A Federal Judge Orders LA to Shelter All Unhoused Residents of Skid Row Within 180 Days
A federal judge overseeing a sweeping lawsuit about homelessness in Los Angeles on Tuesday ordered the city and county to find shelter for all unhoused residents of Skid Row within 180 days and audit any spending related to the out-of-control crisis of people living on the streets.
Judge David O. Carter slammed officials’ inability to restrain the unprecedented growth of homelessness that has seen encampments spread into nearly every neighborhood in the region.
“Los Angeles has lost its parks, beaches, schools, sidewalks, and highway systems due to the inaction of city and county officials who have left our homeless citizens with no other place to turn,” Carter wrote in a 110-page brief sprinkled with quotes from Abraham Lincoln and an extensive history of how skid row was first created.
“All of the rhetoric, promises, plans, and budgeting cannot obscure the shameful reality of this crisis — that year after year, there are more homeless Angelenos, and year after year, more homeless Angelenos die on the streets,” Carter wrote in granting a preliminary injunction sought by the plaintiffs last week.

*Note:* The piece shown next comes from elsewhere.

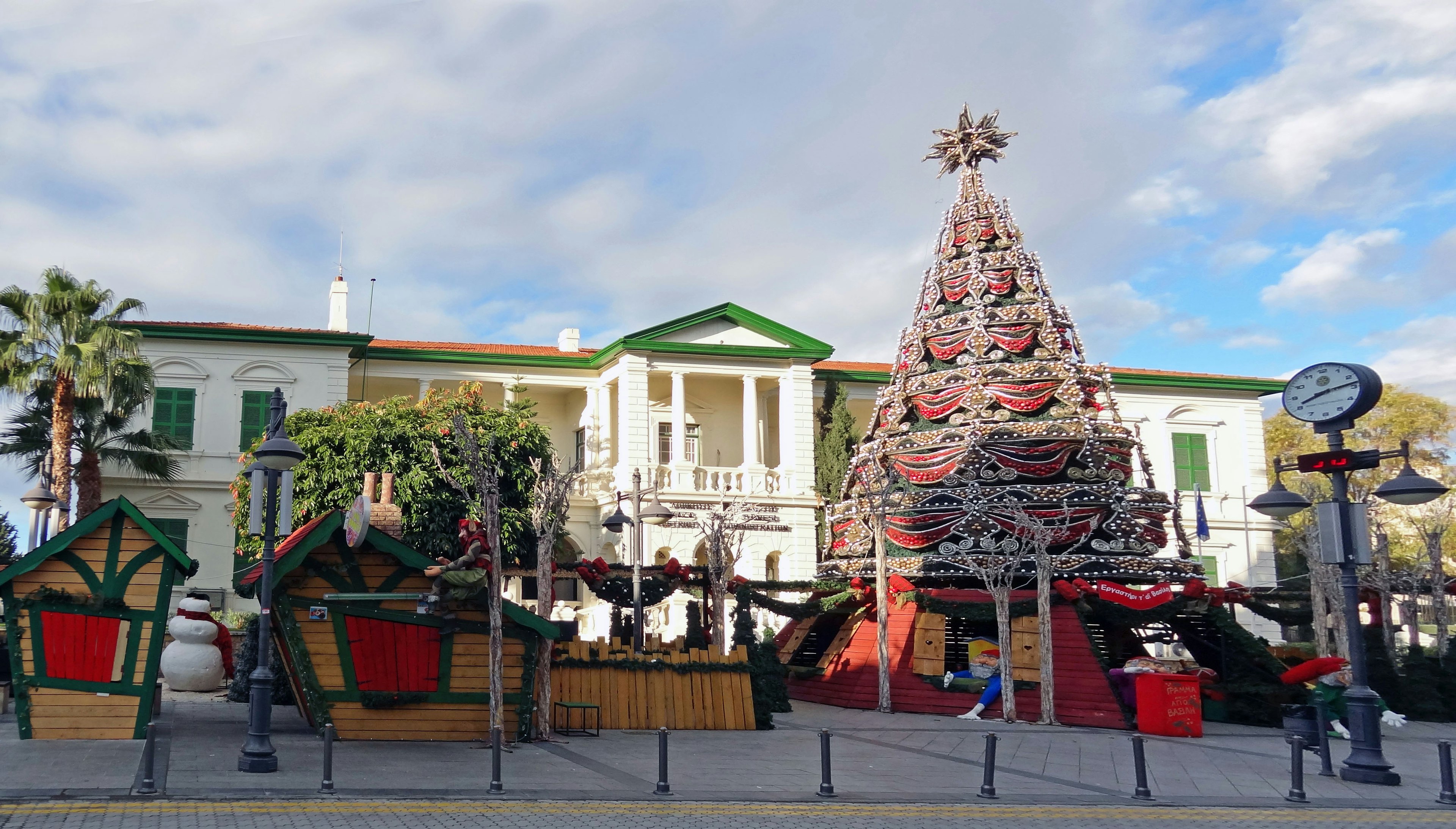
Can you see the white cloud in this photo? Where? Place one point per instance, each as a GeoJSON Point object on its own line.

The judge’s filing was made a day after Los Angeles Mayor Eric Garcetti vowed to spend nearly $1 billion in the coming year to get people off the streets. Carter on Tuesday ordered “that $1 billion, as represented by Mayor Garcetti, will be placed in escrow,” with a spending plan “accounted for and reported to the Court within seven days.”
In addition, Carter mandated the city auditor examine all public money spent in recent years to combat homelessness, including funds from a 2016 bond measure approved by voters to create 10,000 housing units over a decade. But that project has been slow to ramp up.
As of January 2020, there were more than 66,400 homeless people in Los Angeles County, with 41,000 within LA city limits. While the homeless population was once largely confined to the notorious Skid Row neighborhood in downtown, rows of tents, cardboard shelters, battered RVs and makeshift plywood structures are now familiar sights throughout the nation’s second-most populous city.